Hoy, dos meses y medio después del mal trago, ha anunciado, vía Twitter, la victoria más importante de su carrera. «Els anàlisi han sortit bé i ja he finalitzat el tractament! Ja tinc l’alta mèdica. Molt feliç i agraït a tots!!». La lluvia de felicitaciones cibernéticas no ha cesado durante la tarde. Marc ha adornado su felicidad con una instantánea en la puerta del hospital rebosando alegría. Un nuevo horizonte se abre ante él. 

Como siempre, el fútbol ocupará su espacio. Con 35 años, este atacante licenciado en las artes del juego aéreo y en fijar centrales, no quiere irse por el camino del silencio. Quiere hacerlo por decisión propia, cuando sienta que el cuerpo y la cabeza digan basta. El Reus y él mismo hablaron claro sobre el futuro. Y hallaron una solución. 

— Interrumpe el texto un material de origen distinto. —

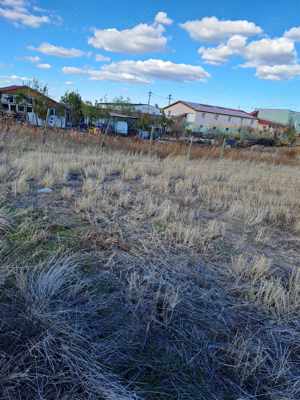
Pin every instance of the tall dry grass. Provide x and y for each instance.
(180, 279)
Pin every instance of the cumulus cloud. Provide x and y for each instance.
(220, 54)
(57, 51)
(143, 71)
(33, 59)
(212, 29)
(44, 66)
(20, 12)
(142, 38)
(278, 51)
(9, 79)
(278, 72)
(293, 34)
(102, 58)
(162, 18)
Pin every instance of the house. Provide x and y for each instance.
(23, 107)
(204, 118)
(280, 116)
(139, 108)
(267, 127)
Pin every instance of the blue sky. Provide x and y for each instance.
(229, 53)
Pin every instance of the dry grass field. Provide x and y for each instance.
(142, 274)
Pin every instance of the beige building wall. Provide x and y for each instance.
(210, 120)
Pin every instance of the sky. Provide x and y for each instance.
(228, 53)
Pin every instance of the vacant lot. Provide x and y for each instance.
(132, 276)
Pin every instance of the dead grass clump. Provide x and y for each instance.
(6, 222)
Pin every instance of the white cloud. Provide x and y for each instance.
(19, 12)
(142, 38)
(162, 18)
(220, 54)
(44, 66)
(9, 79)
(101, 58)
(143, 72)
(293, 34)
(278, 72)
(279, 51)
(211, 29)
(33, 59)
(57, 51)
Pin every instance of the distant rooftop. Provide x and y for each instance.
(214, 109)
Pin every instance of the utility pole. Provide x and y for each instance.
(149, 100)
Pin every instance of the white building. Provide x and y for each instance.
(203, 117)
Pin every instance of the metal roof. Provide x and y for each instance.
(214, 109)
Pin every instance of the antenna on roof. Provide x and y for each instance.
(149, 100)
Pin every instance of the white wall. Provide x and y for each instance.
(210, 120)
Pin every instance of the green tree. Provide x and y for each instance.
(72, 100)
(291, 131)
(41, 104)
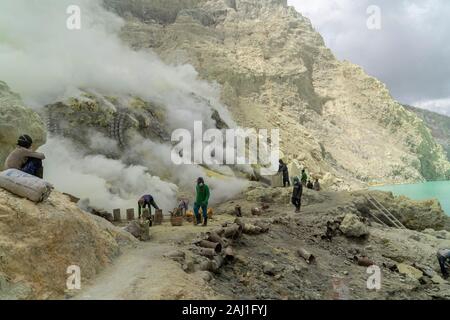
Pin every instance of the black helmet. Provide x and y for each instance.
(25, 141)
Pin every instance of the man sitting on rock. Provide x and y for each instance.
(23, 158)
(146, 201)
(444, 259)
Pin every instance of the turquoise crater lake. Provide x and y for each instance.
(423, 191)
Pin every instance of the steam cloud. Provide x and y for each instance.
(45, 62)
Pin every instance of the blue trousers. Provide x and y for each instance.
(197, 212)
(34, 167)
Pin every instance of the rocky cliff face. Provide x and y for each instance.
(15, 120)
(439, 125)
(39, 242)
(276, 72)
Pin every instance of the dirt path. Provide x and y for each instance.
(143, 273)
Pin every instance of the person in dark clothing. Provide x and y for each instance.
(285, 171)
(25, 159)
(444, 259)
(297, 194)
(146, 201)
(201, 201)
(304, 178)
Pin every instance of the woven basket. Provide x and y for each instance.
(176, 221)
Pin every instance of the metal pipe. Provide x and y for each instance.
(116, 213)
(130, 214)
(231, 231)
(229, 254)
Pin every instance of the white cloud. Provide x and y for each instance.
(410, 53)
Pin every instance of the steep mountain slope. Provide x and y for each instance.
(15, 120)
(439, 125)
(276, 72)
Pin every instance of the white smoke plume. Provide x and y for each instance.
(45, 62)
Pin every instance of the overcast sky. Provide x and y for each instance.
(410, 53)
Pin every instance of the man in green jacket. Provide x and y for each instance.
(201, 201)
(304, 178)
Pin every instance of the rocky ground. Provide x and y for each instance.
(275, 71)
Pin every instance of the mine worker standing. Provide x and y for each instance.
(304, 178)
(285, 171)
(297, 194)
(23, 158)
(444, 258)
(201, 201)
(147, 201)
(317, 186)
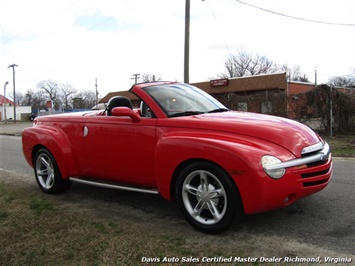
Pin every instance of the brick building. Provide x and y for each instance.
(270, 94)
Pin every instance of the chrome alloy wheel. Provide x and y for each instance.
(45, 171)
(204, 197)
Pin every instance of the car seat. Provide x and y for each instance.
(118, 101)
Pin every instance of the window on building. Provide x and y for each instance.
(266, 107)
(242, 106)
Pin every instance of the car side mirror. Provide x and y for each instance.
(125, 111)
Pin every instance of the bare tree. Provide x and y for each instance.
(84, 100)
(246, 64)
(293, 73)
(50, 89)
(150, 77)
(67, 90)
(343, 81)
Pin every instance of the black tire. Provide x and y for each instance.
(207, 197)
(47, 173)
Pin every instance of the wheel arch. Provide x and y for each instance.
(190, 161)
(55, 142)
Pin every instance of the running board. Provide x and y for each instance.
(113, 186)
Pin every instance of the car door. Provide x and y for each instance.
(119, 149)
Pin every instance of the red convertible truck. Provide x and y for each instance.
(185, 145)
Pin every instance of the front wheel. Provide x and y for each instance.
(47, 173)
(207, 197)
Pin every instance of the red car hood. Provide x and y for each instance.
(287, 133)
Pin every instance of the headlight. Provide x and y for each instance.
(268, 160)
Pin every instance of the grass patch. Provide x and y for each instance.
(38, 229)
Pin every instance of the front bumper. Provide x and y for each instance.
(311, 157)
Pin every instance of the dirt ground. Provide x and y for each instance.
(72, 229)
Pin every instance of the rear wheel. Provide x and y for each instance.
(207, 197)
(47, 173)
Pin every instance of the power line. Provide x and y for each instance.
(298, 18)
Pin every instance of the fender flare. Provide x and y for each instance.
(223, 153)
(55, 141)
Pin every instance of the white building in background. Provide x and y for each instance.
(7, 110)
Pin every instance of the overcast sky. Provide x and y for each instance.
(76, 41)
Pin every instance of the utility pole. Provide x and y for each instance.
(187, 42)
(135, 77)
(4, 103)
(13, 77)
(97, 92)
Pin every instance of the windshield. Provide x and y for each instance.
(184, 99)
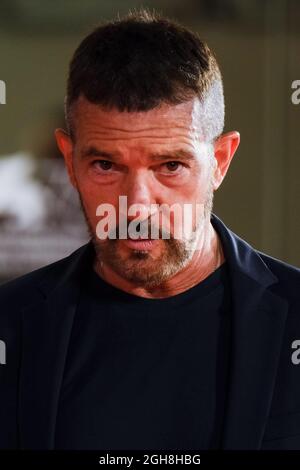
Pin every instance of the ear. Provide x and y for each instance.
(65, 145)
(224, 148)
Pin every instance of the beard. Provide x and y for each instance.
(141, 267)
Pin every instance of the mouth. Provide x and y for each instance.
(140, 243)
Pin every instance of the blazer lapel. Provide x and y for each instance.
(258, 319)
(46, 333)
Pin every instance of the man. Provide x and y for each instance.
(144, 342)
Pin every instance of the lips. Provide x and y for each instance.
(140, 244)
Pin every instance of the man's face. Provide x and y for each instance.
(154, 157)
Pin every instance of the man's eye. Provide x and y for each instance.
(172, 166)
(104, 164)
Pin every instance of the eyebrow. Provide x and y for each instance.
(179, 154)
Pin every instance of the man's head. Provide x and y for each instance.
(145, 113)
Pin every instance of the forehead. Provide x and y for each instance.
(182, 119)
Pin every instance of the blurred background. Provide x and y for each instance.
(257, 44)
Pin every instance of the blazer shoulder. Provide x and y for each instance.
(24, 290)
(288, 275)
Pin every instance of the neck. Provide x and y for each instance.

Marc finalizaba contrato el pasado 30 de junio pero permanecerá vinculado al Reus. De una forma distinta, eso sí. El punta se incorporará a la pretemporada del CD Morell, filial rojinegro de Tercera División, equipo al que ofrecerá sus servicios este próximo curso.

Joan Pallarès y su nuevo ayudante, Marc Carrasco, le esperan con los brazos abiertos. Su experiencia, con cicatrices de varias geografías en el mundillo futbolístico, se presume como definitiva para el éxito de un plantel tierno en la categoría. El Morell se estrenará en Tercera con el mayúsculo desafío de la permanencia. Y ahí andará Sellarès. Un tipo entusiasta, que suele cumplir con sus obligaciones y hacer realidad sus propósitos.